All organizations today need to reduce operational costs and weed out manual processes, especially given an economic outlook that points us directly to creating efficiencies wherever possible. Automation should be front and center all the way through a process. In HR, for example, that process would extend from recruitment and onboarding, to skills identification and scope for career development, all the way through to end-of-tenure agreements and the creation of alumni networks. But AI is not a synonym for automation, and most of these scenarios are very doable without AI.
AI is great, but…
AI is not pixie dust and even where it is highly useful, remember that AI will still require the precepts of clean, accurate, centralized data. We are very far from The Singularity and AI today won’t necessarily be able to answer highly complex questions with multiple variables because, well, algorithms just don’t work that way. If we haven’t built a platform for scoping and understanding a process, AI will offer us the square root of nothing.
The best CIOs should always maintain a healthy dose of skepticism and AI is no exception to the rule.

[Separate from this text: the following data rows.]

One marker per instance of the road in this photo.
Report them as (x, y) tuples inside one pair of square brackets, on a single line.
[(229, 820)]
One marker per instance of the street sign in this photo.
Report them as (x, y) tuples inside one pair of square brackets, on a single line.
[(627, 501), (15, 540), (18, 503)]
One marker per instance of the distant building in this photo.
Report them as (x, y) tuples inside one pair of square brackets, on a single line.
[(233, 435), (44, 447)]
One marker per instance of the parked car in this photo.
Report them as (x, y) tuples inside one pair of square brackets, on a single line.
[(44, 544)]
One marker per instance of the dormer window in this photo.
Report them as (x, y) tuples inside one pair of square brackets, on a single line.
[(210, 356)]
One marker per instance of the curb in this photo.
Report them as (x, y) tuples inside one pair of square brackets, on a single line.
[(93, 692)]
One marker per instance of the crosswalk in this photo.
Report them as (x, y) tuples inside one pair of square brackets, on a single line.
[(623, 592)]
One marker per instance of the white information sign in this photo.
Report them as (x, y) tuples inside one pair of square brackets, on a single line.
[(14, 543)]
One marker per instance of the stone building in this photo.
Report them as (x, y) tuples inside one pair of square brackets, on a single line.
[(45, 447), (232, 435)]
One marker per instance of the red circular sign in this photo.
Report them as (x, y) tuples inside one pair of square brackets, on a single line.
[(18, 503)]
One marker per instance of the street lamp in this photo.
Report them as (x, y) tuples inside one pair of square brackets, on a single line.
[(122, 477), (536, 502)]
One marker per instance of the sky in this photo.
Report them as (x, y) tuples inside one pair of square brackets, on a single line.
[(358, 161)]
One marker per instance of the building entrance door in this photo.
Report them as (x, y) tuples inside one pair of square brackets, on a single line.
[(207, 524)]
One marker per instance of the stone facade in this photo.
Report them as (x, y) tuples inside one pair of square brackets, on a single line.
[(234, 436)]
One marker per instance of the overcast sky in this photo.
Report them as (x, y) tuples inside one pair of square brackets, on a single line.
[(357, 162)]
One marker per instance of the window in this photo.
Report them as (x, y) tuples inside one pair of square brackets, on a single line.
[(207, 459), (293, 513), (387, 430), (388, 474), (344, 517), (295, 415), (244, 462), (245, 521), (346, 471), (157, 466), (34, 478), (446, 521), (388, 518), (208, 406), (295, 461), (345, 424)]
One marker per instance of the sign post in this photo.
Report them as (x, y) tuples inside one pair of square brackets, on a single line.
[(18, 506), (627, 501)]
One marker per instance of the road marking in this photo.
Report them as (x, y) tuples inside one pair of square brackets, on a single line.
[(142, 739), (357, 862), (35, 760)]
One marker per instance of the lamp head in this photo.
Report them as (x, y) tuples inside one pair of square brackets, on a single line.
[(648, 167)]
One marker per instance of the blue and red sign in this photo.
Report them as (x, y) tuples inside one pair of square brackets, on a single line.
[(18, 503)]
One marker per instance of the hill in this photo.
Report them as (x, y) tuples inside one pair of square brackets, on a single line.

It’s wonderful that we live in an age of innovation and every technology leader needs to dedicate some time to understanding incoming waves. But they should also always be asking a selfish question that leads to focus; ‘what’s in it for us?’ Technologies are not blanket phenomena: they tend to be good for some things and less good for others. CIOs need to weigh their relevance rather than get caught up in the hype or the attractions of being associated with the latest trend.
So, once again, it’s not my intention to denigrate the very real present and future uses of AI, only to state my belief that recognizing the importance of interconnectivity and integration will take you a very long way without it. Most of us still use only a fraction of the capabilities in our ERP systems so we should be wary of putting the AI cart before the horse. If we examine the promise of AI with this clear headed approach, we stand much more chance of reaping real benefits from our time and our tools.
Claus Jepsen is chief technology officer of Unit4.